Rina Garcia Chua

Rina Garcia Chua (she/her/siya) is a creative and critical scholar from the Philippines who is currently based in unceded tm̓xʷúlaʔxʷ of the syilx / Okanagan peoples. She has been a 2022-2023 Jack and Doris Shadbolt Fellow in the Humanities at Simon Fraser University, a 2023 Environmental Humanities Institute Fellow at Dartmouth, and she received her PhD from the University of British Columbia. Rina's master’s thesis received the “Outstanding Thesis” Award from the De La Salle University–Manila and she is the editor of the first anthology of Philippine ecopoetry, Sustaining the Archipelago (University of Santo Tomas Publishing House, 2018). The anthology was nominated for the Philippine National Book Award for Best Anthology in English.
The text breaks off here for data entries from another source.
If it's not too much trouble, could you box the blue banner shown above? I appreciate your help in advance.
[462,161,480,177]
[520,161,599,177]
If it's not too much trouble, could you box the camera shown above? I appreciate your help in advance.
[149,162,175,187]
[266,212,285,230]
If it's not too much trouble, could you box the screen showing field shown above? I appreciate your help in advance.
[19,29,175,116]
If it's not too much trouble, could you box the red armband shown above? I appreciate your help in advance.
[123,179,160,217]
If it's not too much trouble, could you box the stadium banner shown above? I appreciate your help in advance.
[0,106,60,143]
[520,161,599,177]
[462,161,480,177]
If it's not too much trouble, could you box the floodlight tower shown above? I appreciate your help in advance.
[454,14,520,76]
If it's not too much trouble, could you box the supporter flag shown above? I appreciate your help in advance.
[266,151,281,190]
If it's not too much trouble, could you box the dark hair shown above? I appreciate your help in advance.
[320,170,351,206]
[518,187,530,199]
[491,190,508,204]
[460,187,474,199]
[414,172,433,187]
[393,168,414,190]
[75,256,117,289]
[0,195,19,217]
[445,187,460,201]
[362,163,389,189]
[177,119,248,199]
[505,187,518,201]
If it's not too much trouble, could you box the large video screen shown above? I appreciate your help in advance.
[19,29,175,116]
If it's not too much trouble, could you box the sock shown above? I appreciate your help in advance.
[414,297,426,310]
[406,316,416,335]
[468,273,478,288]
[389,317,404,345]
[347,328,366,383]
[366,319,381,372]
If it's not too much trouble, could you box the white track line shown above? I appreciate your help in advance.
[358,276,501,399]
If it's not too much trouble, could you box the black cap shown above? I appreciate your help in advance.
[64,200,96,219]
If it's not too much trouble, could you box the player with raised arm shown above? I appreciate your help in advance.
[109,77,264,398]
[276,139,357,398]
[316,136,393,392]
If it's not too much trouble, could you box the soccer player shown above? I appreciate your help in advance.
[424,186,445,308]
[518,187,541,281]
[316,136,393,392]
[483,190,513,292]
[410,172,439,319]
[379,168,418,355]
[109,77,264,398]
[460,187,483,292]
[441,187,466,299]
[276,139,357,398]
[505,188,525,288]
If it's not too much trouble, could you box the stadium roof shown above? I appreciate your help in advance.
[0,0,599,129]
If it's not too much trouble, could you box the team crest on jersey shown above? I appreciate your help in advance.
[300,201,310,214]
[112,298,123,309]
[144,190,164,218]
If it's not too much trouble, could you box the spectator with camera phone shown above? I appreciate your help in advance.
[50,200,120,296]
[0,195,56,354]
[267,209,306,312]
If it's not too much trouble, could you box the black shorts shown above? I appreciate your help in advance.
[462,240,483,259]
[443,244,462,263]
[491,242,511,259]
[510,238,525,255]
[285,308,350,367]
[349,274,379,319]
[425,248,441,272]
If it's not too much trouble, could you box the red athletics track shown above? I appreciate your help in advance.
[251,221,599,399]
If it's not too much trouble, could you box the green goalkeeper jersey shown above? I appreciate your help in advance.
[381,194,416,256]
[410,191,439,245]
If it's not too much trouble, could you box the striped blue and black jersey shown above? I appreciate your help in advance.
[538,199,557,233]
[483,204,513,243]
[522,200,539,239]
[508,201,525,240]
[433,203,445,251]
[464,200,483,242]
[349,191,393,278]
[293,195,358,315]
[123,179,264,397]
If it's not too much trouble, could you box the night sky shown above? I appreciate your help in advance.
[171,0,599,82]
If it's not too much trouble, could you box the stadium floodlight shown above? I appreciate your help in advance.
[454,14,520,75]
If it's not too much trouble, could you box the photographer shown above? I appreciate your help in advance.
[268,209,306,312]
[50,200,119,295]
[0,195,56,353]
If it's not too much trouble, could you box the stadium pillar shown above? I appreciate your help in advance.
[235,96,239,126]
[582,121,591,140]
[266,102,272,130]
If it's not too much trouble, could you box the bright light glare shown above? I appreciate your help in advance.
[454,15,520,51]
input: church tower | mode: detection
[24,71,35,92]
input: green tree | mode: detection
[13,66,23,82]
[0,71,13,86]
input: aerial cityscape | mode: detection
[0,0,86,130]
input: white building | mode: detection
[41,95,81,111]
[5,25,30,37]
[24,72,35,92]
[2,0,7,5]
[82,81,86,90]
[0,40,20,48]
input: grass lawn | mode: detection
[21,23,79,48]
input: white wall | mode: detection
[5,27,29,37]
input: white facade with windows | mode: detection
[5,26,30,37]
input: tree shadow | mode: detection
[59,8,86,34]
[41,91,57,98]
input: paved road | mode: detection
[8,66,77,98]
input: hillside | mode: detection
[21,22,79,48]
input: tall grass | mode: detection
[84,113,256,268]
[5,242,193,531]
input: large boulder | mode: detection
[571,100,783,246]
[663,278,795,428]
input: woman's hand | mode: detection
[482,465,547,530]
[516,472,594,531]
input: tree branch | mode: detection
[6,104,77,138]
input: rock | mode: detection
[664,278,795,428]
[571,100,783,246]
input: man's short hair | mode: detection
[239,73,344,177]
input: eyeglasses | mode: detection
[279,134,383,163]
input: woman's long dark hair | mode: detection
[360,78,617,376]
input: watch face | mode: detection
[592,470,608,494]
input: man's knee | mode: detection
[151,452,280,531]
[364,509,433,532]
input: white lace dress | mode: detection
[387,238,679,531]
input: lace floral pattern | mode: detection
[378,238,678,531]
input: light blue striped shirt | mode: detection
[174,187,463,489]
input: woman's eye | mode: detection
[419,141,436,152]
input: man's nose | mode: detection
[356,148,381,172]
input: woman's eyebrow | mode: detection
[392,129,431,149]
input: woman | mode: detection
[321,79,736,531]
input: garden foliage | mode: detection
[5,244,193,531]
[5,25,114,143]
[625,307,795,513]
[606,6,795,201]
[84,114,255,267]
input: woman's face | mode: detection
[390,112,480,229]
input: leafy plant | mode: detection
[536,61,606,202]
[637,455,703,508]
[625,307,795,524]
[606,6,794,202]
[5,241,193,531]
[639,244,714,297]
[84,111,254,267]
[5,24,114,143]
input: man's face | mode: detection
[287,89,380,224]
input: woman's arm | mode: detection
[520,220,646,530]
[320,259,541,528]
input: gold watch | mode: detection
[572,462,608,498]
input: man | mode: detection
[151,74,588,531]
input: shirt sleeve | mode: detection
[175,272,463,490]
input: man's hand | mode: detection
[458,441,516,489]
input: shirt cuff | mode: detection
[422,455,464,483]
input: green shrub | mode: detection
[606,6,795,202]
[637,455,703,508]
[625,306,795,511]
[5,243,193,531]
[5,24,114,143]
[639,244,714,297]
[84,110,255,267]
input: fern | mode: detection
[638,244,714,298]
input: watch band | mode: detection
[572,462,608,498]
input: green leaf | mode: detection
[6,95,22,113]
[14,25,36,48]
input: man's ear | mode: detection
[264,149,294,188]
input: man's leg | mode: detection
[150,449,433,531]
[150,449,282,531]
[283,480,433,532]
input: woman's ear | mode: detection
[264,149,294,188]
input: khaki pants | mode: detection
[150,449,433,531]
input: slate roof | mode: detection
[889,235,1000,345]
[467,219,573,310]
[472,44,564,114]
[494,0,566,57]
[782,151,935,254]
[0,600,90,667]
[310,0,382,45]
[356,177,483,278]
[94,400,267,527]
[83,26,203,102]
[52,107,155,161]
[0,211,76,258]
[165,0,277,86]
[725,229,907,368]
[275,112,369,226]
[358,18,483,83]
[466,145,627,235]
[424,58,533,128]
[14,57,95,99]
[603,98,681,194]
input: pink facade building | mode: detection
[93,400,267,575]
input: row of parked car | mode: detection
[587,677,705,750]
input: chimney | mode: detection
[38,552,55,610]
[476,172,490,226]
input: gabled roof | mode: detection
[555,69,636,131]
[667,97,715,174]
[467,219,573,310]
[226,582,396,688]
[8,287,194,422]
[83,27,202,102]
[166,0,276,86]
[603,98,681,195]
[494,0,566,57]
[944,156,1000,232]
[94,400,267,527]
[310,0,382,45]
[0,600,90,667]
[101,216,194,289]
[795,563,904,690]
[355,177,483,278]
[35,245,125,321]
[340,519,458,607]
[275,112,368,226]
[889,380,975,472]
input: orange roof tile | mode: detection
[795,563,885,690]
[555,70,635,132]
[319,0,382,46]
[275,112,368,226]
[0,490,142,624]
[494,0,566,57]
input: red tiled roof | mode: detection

Her scholarship includes recently published essays in Canadian Literature, Close Reading in the Anthropocene (Routledge), Environment and Pedagogy in Higher Education (Lexington Books), The Journal of Southeast Asian Ecocriticism, Katipunan, Likhaan, Green Letters – Studies in Ecocriticism, AKDA: The Asian Journal of Literature, Culture, and Performance, Asia-Pacific Social Science Review, Tómas Literary Journal, and Kritika Kultura. She also published creative works (poetry, fiction, and creative non-fiction) in Philippine and international journals, newspapers, and magazines; her recent creative publications can be read in World Literature Today, The Global South, g u e s t, Environmental History Now, The Hopper, Aster(ix), among others. She is a co-editor of the anthology, Empire and Environment: Ecological Ruin in the Transpacific, with Heidi Amin-Hong, Jeffrey Santa Ana, and Xiaojing Zhou (University of Michigan Press, 2022). Chua is also the co-editor of The Goose: A Journal of Arts, Environment, and Culture in Canada. ​ Chua's current book manuscript develops the framework of a migrant reading practice in analyzing curations, collations, and anthologies of literary and visual cultures, and she is completing her poetry collection, “A Geography of (Un)Natural Hazards,” which is a visual and poetic response to migrant and arrivant cultures, liminal environments, and violences of form and language.